今期は円高が響くが、それでも同売上高の64%、同営業利益の49%(88億円)を担う(会社計画)。会社全体の営業利益で見ても、約2割がサンケミカルからもたらされている。初期投資は大きかったが、完全にお釣りが来た格好だ。

グローバルスペックの要請に応えられる

約840億円で買収した米国サンケミカルの本社

インキメーカーが全世界に市場を持つことは、地域リスクを分散化できることのほかにも重要なメリットがある。近年の国境を超えたM&Aの増加により、さまざまな分野でグローバル企業の存在感が増している。こうした企業は自社製品にグローバルスペックを持っており、それへの対応を取引先に求める。インキメーカーに対してなら、このグローバル製品のラベルの青はどこへ行ってもこの色味、と。DICはサンケミカルを持っているため、こうした要請に容易に応えられるのだ。

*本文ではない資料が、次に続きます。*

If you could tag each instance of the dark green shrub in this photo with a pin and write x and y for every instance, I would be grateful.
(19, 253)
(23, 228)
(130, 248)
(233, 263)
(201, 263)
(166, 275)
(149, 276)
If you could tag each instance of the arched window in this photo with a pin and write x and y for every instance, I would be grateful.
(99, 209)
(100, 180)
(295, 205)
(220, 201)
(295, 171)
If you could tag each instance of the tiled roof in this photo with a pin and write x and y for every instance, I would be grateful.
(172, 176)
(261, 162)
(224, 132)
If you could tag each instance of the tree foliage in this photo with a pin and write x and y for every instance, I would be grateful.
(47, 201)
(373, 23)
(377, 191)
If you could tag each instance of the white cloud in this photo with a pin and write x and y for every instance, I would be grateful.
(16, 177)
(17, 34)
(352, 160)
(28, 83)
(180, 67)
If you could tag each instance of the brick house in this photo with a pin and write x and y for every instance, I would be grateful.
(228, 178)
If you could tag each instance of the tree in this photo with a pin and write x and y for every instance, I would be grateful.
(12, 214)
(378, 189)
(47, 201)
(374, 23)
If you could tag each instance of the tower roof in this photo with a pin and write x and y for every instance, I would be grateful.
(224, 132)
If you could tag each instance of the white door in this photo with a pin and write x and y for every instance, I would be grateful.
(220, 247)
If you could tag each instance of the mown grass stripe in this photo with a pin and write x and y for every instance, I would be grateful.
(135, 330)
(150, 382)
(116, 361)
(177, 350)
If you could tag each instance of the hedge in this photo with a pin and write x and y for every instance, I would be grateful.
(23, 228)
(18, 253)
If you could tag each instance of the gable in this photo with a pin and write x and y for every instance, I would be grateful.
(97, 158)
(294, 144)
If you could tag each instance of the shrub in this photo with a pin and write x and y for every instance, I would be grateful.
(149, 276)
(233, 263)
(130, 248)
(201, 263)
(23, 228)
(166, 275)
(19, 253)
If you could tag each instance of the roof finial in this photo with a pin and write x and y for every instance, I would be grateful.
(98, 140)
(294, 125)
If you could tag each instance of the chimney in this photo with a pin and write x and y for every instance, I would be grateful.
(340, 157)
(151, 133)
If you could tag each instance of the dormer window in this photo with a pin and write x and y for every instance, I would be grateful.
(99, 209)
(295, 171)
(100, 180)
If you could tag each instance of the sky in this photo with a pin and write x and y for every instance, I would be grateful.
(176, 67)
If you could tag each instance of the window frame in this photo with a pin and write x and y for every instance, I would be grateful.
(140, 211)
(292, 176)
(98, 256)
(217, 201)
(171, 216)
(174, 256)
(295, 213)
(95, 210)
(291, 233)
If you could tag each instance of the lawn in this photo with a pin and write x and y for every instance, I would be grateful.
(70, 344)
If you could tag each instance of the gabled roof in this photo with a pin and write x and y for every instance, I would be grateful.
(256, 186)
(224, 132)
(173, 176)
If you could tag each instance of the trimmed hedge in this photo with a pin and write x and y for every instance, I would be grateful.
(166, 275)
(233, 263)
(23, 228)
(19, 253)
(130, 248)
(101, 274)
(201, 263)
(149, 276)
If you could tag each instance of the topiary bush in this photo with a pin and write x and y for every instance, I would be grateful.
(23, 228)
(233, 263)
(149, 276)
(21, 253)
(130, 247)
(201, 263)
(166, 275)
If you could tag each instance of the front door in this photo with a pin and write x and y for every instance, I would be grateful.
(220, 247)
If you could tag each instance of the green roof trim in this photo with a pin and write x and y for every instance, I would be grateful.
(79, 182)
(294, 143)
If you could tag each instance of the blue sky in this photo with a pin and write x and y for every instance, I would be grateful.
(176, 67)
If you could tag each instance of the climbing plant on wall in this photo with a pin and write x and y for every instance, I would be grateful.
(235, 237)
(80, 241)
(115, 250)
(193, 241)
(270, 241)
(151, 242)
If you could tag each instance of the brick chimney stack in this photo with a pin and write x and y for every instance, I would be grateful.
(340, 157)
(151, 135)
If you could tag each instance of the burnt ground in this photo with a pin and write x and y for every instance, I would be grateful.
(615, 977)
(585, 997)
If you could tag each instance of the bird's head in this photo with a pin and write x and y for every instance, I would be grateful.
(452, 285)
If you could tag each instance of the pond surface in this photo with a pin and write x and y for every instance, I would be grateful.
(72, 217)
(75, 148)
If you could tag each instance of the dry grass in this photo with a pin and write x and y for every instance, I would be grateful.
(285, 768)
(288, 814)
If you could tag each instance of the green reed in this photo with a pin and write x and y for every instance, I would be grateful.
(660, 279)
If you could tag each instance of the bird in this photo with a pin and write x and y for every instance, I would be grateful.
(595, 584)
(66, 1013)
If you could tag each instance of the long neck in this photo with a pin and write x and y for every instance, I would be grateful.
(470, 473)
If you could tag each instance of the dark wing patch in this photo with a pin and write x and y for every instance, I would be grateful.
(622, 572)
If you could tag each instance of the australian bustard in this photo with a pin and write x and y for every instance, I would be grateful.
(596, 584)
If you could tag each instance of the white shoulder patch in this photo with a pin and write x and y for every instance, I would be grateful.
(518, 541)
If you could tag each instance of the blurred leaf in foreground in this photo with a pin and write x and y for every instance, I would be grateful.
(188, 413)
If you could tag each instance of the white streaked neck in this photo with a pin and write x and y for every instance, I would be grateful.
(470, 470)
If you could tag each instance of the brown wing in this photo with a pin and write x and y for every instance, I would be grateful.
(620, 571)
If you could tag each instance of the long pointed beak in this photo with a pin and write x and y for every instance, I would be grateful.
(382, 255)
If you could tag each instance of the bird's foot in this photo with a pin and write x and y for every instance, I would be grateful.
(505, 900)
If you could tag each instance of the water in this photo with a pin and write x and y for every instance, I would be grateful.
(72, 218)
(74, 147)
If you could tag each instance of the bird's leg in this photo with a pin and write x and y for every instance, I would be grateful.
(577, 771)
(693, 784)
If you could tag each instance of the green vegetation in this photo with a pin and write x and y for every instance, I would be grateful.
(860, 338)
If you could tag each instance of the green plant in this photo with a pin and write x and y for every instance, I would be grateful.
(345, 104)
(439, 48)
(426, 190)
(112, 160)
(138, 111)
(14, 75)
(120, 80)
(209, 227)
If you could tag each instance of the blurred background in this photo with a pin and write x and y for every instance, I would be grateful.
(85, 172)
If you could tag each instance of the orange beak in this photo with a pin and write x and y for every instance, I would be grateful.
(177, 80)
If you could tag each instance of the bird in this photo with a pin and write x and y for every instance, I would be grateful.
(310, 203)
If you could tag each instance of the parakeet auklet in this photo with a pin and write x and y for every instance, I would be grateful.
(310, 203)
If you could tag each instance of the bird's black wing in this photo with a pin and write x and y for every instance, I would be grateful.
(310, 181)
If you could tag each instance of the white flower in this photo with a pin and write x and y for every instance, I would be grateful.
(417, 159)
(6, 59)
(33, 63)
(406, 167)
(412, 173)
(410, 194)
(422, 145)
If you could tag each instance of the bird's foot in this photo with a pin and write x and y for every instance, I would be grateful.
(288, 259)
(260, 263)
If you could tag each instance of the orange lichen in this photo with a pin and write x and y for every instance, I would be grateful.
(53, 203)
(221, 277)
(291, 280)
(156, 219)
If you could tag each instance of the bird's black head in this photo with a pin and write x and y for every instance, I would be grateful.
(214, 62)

もちろん、グローバル化が進めば、為替という自助努力ではいかんともしがたい不確定要素の影響が大きくなる。実際、8月9日に発表された2016年12月期第2四半期(1~6月)決算では、円高と原料安による製品価格下落を理由に、売上高は計画比23億円未達だった。ところが、営業利益は計画を10億円あまり超過した。その理由は、グローバル化と並ぶDICのもう一つの特徴、多角化にある。

一般に化学メーカーは主力製品の周辺分野へと裾野を広げていく傾向が強い。が、DICは、主力のインキとは異なる分野でも多角化を進めた。先進国でのデジタル化の進展に伴う印刷用インキの需要減を見越していたからだ。インキ派生では、ライバルも遅かれ早かれ追随できる。DICの面白いところは早くから川下指向、つまりより消費者に近い製品を目指したことだ。

たとえば、健康食品の食用藻スピルリナ。米国では、「緑色の健康食品といえばスピルリナ」といわれるくらい認知度が高く、多くのスーパーマーケットで販売されている。キウイなど緑色のジュースに混ぜるほか、アイスクリームのカラーリングにも使われる。